Tu es un peu l’homme de l’ombre derrière les succès de Loïc Bruni en DH, celui qui met les autres en lumière. Explique-nous quel est ton rôle avec ton agence Pureagency, et ta fonction dans l’équipe Specialized Gravity ?
J’ai créé Pureagency en 2007 dans le but de proposer des solutions clés en main pour les marques. La compétition de haut niveau, ça demande de l’expertise, des talents, de la flexibilité et, en interne, les marques n’ont pas toujours ces ressources à disposition. On leur apporte tout ça via notre structure indépendante, en relation constante avec les bureaux de recherche et développement, les chefs produits, le marketing. On a travaillé durant huit ans avec Lapierre et, depuis six ans, on collabore avec Specialized et le team Specialized Gravity, avec les pilotes Loïc Bruni, Finn Iles, Christopher Grice. On s’occupe aussi de la gestion administrative du team Specialized en enduro, puis on lance en 2022 un nouveau programme avec quatre jeunes espoirs.

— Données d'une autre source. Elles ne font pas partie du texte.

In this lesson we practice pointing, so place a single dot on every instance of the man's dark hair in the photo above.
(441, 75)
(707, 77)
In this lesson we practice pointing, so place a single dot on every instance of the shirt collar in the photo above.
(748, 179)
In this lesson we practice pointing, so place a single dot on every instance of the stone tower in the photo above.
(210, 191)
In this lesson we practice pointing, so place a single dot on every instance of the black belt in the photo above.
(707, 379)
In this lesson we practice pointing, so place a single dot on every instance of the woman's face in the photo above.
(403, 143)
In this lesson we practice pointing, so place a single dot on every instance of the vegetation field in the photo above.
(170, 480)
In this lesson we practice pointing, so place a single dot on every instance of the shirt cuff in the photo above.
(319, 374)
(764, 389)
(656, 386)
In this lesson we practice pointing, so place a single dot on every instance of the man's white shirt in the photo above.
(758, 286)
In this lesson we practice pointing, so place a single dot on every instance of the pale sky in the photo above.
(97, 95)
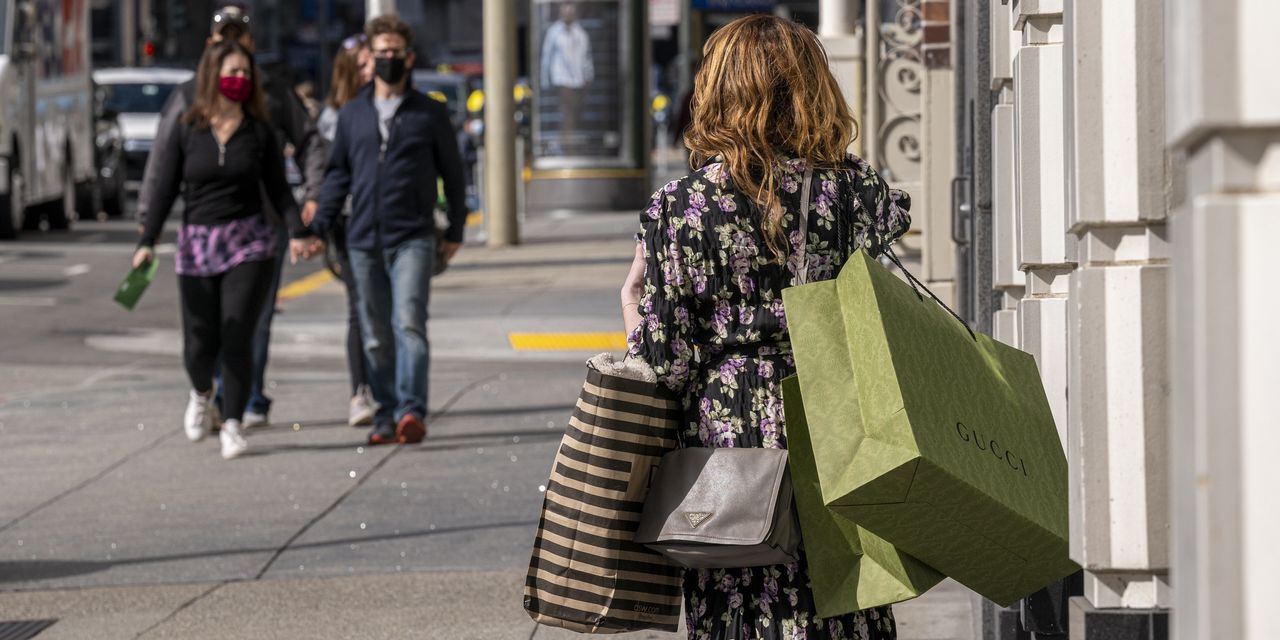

Pourquoi une marque aussi puissante et structurée que Specialized fait-elle appel à une petite structure française indépendante plutôt que de tout gérer en interne ?
Je pense que la clé du succès est la relation de confiance qu’on peut établir entre les athlètes et le staff technique. C’est dur d’arriver comme ça, de former l’équipe idéale. Nos clients nous demandent de remplir certaines missions, mais ils ne nous demandent pas comment on le fait, c’est à nous de mettre les bonnes personnes au bon endroit. Je prends l’exemple de Jack Roure, notre chef mécano qui s’occupe de Loïc Bruni depuis le début, c’est un profil atypique qui aurait du mal à trouver sa place dans une entreprise classique, mais qui est pour nous un élément incontournable, une présence indispensable.
Justement, qu’est-ce que vous apporte Jack Roure sur le plan technique, et comment travaillez-vous avec les équipes de développement Specialized ?
Ça fait presque vingt ans que je travaille avec Jack. On dit “chef mécano”, mais il a autant de compétences qu’un ingénieur pour développer certains produits ! Ce sont des échanges permanents avec les ingés des bureaux d’études, que ce soit celui dédié aux cadres, aux trains roulants, à d’autres composants. Là, depuis un an et demi, on a des meetings toutes les semaines avec les équipes Spe’ en Californie, ce sont des échanges ouverts, sans limite ni contrainte. On a créé une formule 1 ! Le but n’est pas de faire un vélo qui va à tout le monde, mais qu’il permette à nos athlètes d’aller toujours plus vite. Par exemple, le vélo de DH actuel est sorti en roues de 29” mais Loïc a voulu tester le “mulet” (29/27.5) et ça lui convenait mieux. D’ailleurs, ça a été ensuite repris sur des modèles de série !
La pandémie qui a sévi sur ces deux dernières saisons, ça vous a compliqué la tâche ?
Oui, énormément. Heureusement, Specialized a été un vrai partenaire, fiable dans ses engagements malgré le manque de visibilité, les courses annulées… La pandémie nous a gênés dans notre programme de test, avec moins de journées d’essai et de préparation sur le terrain, des déplacements compliqués. Ça nous a aussi gênés dans les chaînes d’approvisionnement : on a parfois fait durer le matériel un peu plus longtemps par manque de dispo de certaines pièces, on a refait des roues plutôt que de les remplacer, etc. On a réussi à travailler correctement, mais de façon moins confortable. On a tout de même eu une vraie saison sportive, malgré les annulations, les restrictions.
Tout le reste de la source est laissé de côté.